The death of a female patient, who received treatment at a dental practice from which more than 22,000 people have been recalled over infection fears, is being investigated by police.
Nottinghamshire Police confirmed officers were working to establish if there are any links between the 23-year-old’s death in August 2013 and the treatment she received at the former Daybrook Dental Practice in Gedling.
Inquiries were also carried out in the death of another woman, 29, who died in August 2013 following treatment at the surgery. No link between the treatment and her death was found.
Desmond D’Mello, who worked at the practice for more than 32 years, has been named as the dentist at the heart of an investigation into allegations of breaches of hygiene practice.
The investigation into his conduct began after a whistleblowerprovided covertly-filmed footage in June this year of Mr D’Mello using the same instruments for more than one patient without sterilising them and failing to wash his hands and change gloves.
Some 166 people, who featured in the footage, are considered to be at the greatest risk of infection.
Mr D’Mello has recently been tested for blood-borne viruses and has been found to be clear of infection, but his actions may have put patients at risk.
He was suspended for 18 months by the General Dental Council on 21 August and the Daybrook Dental Practice is now under new ownership.
NHS England says it is not possible to know how long he has been using inadequate infection control procedures so they are asking anyone who has been treated by him to contact them. The patients will all need to undergo a blood test.
It said if there had been any transfer of blood between patients there is a low risk of the spread of hepatitis B, hepatitis C and HIV.
In November last year, the Care Quality Commission(CQC) found the dental practice met standards for cleanliness and infection control.
The National Clinical Assessment Service also assessed Dr D’Mello in February this year and found he met its standards.

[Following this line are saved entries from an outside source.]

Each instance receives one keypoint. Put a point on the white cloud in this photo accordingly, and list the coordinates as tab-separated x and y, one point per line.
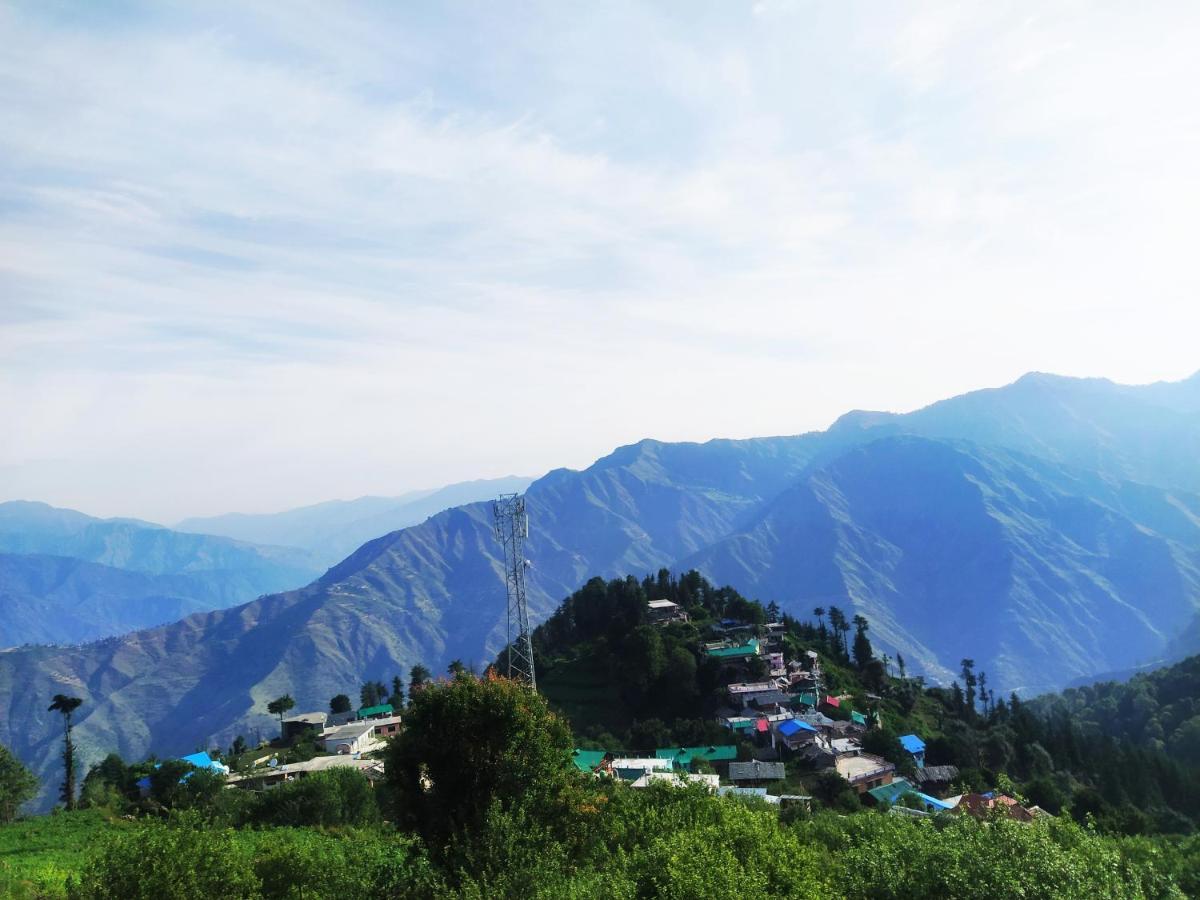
257	257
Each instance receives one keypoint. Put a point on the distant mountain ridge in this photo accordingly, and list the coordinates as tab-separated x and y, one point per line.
166	574
331	531
1026	527
47	599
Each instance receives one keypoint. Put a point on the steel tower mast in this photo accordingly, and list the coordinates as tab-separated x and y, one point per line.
513	529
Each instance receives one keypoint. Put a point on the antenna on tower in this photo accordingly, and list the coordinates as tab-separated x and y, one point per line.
511	529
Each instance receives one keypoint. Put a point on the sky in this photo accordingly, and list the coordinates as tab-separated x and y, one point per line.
255	256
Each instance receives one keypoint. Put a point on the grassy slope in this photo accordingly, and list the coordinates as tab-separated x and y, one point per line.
36	855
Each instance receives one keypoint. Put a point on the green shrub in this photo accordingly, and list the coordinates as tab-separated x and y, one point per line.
336	797
168	862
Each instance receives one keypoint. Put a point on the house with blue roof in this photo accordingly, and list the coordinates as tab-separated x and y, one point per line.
892	793
793	733
916	748
198	761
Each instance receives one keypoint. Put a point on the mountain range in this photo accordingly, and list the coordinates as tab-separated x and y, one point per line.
1049	531
331	531
66	576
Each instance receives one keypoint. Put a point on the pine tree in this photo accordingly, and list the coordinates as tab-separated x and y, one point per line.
863	651
969	679
66	706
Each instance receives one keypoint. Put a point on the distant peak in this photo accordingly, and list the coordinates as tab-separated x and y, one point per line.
861	420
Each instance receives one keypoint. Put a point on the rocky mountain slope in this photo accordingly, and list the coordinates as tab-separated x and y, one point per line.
1036	535
47	599
331	531
195	571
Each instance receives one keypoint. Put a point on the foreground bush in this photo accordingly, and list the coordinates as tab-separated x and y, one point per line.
190	859
337	797
178	862
893	858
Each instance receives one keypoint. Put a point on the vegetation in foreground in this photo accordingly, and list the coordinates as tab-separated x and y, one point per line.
481	801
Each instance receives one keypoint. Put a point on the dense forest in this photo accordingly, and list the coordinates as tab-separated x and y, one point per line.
480	798
1110	754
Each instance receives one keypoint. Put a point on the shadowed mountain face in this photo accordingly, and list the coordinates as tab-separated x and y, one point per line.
954	549
1038	535
139	574
47	599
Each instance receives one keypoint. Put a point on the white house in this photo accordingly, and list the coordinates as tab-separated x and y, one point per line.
352	738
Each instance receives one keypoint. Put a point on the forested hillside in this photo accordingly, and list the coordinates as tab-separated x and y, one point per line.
631	687
1156	709
1026	561
196	571
46	599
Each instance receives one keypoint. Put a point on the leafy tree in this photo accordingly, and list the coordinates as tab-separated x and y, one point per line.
280	706
397	693
418	677
167	781
473	743
372	694
834	791
66	706
108	784
339	797
17	785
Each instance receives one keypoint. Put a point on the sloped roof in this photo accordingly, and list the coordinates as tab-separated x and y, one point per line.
685	755
893	791
750	648
912	743
382	709
587	760
792	726
757	771
937	773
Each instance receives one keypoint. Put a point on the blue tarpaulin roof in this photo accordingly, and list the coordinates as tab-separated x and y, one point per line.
201	760
792	725
912	743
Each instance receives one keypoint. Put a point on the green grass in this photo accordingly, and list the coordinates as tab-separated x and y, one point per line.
581	690
39	853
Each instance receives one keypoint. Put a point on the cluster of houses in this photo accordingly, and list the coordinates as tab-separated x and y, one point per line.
783	709
779	707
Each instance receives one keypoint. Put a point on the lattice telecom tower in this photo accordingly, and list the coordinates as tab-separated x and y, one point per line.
511	529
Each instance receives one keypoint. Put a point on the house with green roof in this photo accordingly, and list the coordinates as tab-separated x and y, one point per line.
684	756
377	712
587	760
732	651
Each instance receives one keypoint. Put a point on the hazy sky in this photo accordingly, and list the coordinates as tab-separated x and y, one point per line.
262	255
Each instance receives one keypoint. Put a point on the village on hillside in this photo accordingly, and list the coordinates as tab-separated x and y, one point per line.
786	731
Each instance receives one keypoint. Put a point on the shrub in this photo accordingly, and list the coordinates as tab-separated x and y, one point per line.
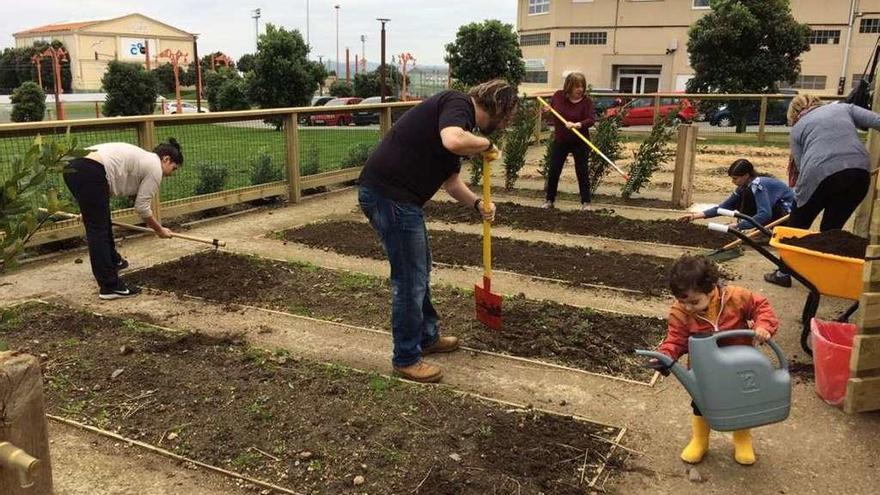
212	178
28	103
263	170
312	163
357	155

But a subsequent inspection by the CQC in July this year, made after the whistleblower came forward, found people were not being protected from infection or made safe from unsuitable equipment.
That report also found mops and buckets used for cleaning were being stored next to a staff toilet and instruments were found which were out of date.

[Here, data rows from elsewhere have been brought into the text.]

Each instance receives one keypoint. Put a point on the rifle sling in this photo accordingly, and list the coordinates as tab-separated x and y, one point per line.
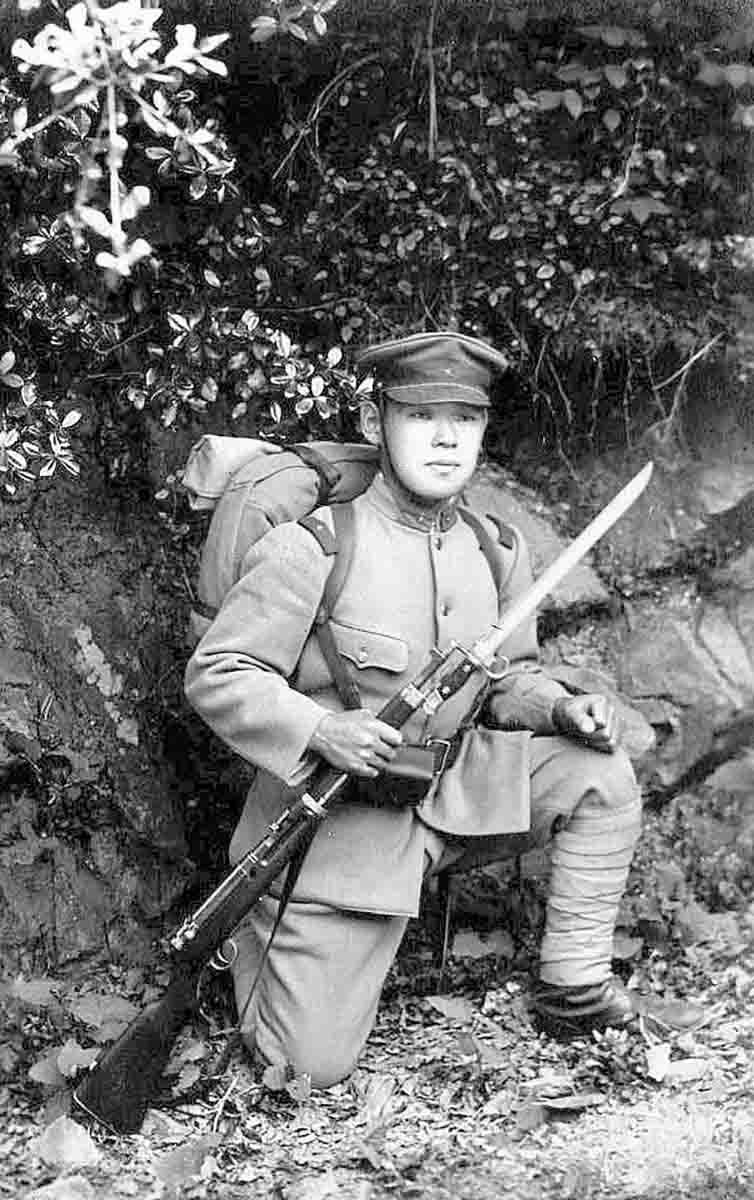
292	874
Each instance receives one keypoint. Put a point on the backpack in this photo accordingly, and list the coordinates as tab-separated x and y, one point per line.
251	486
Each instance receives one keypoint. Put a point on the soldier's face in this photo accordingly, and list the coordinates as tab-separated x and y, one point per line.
434	448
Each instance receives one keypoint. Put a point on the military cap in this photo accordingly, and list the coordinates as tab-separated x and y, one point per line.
438	367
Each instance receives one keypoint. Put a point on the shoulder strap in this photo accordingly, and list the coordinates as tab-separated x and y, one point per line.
490	546
327	474
340	546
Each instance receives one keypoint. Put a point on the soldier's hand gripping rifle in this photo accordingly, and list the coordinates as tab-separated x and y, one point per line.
118	1087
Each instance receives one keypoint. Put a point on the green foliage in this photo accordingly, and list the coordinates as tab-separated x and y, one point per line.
574	198
579	196
99	71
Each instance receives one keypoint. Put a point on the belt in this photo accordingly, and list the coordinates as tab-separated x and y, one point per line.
424	761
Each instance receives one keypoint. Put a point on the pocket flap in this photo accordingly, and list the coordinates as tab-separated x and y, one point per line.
366	648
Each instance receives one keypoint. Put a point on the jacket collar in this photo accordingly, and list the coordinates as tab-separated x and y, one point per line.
437	519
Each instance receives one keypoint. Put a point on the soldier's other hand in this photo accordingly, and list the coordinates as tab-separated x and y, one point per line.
357	742
591	719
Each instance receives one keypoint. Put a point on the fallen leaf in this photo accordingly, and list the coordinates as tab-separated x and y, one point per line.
683	1069
313	1187
9	1060
455	1008
531	1116
97	1011
299	1087
66	1144
468	945
47	1072
380	1092
658	1060
364	1149
498	1104
70	1187
72	1057
186	1079
275	1077
573	1103
626	947
35	993
179	1165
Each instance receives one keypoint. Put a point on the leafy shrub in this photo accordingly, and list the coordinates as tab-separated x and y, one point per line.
576	195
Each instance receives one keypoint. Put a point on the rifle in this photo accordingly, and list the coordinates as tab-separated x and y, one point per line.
119	1084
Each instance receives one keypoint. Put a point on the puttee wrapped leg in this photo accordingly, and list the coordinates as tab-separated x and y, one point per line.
590	805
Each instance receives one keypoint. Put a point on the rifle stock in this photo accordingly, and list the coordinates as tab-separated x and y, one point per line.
117	1089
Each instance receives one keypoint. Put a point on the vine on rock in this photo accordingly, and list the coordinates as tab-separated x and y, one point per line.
580	196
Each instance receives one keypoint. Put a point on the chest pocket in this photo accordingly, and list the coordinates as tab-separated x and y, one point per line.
367	648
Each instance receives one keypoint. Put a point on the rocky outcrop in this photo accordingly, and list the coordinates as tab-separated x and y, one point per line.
91	837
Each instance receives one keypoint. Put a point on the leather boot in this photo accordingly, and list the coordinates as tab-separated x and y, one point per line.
574	1012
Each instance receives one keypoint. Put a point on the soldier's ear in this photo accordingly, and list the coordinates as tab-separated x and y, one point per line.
371	423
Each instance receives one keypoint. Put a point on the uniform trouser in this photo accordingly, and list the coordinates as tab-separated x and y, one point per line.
317	996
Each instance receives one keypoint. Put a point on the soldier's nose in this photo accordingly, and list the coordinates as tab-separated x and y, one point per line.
444	433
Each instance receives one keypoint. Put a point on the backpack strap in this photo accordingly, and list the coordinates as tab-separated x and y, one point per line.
490	545
328	475
340	546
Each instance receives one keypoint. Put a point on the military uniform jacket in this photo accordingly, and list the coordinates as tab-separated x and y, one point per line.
259	681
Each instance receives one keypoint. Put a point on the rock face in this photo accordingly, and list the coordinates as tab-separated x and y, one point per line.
93	840
97	779
496	492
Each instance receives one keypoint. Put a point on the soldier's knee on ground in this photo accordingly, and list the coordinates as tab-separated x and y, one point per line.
323	1054
609	780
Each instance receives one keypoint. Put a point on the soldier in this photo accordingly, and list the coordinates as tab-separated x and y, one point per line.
544	768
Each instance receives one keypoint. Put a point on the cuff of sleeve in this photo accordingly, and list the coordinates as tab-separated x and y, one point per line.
289	761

Dr Doug Black, medical director for NHS England in Nottinghamshire, said: “In June this year, we at NHS England were contacted by a whistleblower who had concerns about the standards of clinical care being provided to patients.

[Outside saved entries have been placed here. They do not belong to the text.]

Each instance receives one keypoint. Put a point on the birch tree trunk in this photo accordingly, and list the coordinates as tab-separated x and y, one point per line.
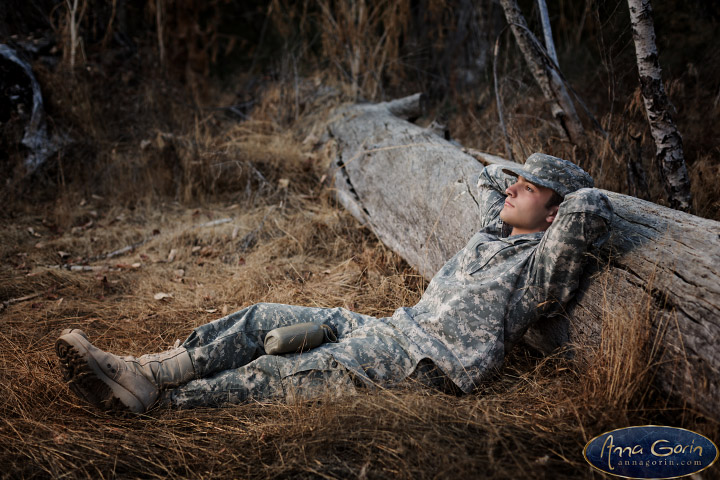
545	74
417	192
668	143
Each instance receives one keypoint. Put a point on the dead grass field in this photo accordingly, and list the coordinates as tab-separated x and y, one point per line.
280	238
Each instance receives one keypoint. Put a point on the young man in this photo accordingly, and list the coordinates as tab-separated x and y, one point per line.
538	221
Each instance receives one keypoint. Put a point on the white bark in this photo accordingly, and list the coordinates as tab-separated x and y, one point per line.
416	191
668	143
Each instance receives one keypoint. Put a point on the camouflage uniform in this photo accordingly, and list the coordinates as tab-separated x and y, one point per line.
478	305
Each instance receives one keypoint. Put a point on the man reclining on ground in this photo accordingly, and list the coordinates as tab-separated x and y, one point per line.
538	222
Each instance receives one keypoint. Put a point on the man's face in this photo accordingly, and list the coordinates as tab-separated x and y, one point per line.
525	207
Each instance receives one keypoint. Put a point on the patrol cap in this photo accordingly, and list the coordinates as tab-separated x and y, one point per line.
552	172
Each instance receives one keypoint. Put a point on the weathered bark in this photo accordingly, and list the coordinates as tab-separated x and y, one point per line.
670	158
416	191
547	31
545	74
20	81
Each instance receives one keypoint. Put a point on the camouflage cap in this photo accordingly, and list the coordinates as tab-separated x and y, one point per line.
555	173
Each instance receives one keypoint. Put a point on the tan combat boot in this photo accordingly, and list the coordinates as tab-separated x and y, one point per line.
119	383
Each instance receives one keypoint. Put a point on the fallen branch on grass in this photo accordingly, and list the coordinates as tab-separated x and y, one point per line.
415	190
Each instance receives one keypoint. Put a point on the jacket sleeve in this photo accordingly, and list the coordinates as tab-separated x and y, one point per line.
583	222
491	193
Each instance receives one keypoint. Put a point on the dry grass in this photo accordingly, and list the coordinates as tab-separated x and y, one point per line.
155	168
286	242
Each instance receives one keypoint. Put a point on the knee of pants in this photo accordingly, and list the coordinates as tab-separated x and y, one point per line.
313	375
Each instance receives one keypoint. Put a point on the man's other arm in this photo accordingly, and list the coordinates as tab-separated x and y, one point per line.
583	221
491	192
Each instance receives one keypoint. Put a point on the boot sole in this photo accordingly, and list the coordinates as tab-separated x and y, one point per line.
87	380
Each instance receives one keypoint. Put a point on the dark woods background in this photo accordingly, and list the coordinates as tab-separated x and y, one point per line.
183	180
148	67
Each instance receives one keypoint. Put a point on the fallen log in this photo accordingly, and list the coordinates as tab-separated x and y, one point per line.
416	191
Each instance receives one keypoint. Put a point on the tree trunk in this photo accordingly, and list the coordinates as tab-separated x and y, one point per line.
547	31
545	74
416	191
670	158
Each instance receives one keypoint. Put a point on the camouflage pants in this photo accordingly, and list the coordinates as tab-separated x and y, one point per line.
232	367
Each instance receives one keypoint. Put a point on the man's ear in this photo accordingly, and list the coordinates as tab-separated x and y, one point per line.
552	213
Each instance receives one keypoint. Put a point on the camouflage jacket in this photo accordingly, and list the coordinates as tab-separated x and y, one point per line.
486	296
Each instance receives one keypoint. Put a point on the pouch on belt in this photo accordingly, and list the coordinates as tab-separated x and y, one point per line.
297	338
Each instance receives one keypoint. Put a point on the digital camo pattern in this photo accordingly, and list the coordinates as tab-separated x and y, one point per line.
555	173
478	305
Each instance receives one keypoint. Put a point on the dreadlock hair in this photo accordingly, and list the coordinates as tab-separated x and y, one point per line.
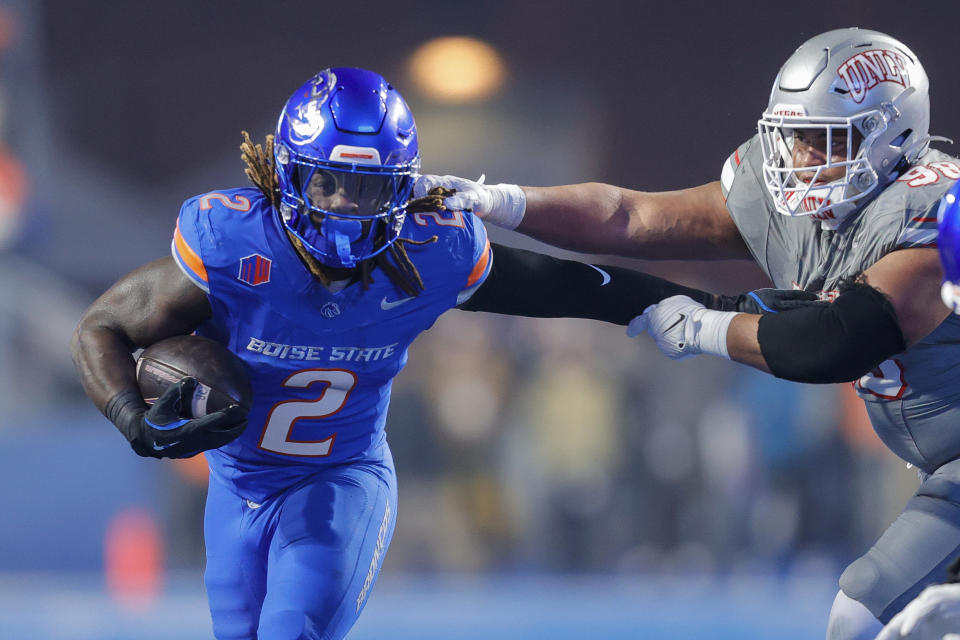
394	261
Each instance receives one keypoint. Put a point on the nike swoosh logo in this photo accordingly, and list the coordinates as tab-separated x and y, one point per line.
682	317
386	305
606	276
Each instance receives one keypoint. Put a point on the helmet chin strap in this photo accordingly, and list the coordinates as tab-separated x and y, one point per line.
341	233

“The whistleblower provided us with evidence to support these claims, including covertly-filmed footage of Mr D’Mello, which was filmed over a three-day period during early June this year.
“This footage appears to show multiple failures in cross-infection control standards whilst patients were undergoing dental treatment.”
He added: “We are extremely sorry for the undoubted worry and concern people may feel on hearing this news. I would like to stress again that the risk is low but would encourage anyone affected to contact the advice line.”
Dr Vanessa MacGregor, consultant in communicable disease control for Public Health England in the East Midlands, said: “We have worked hard to identify the potential risk to individuals who may have been at risk of contracting hepatitis B, hepatitis C and HIV and I would like to emphasise the risk of infection is low and that testing is being offered as a precautionary measure.”
:: A dedicated advice line as been set up on 03330 142479, open from 8am until 8pm seven days a week. A temporary clinic has also been set up at Arnold Health Centre in Arnold, Nottingham.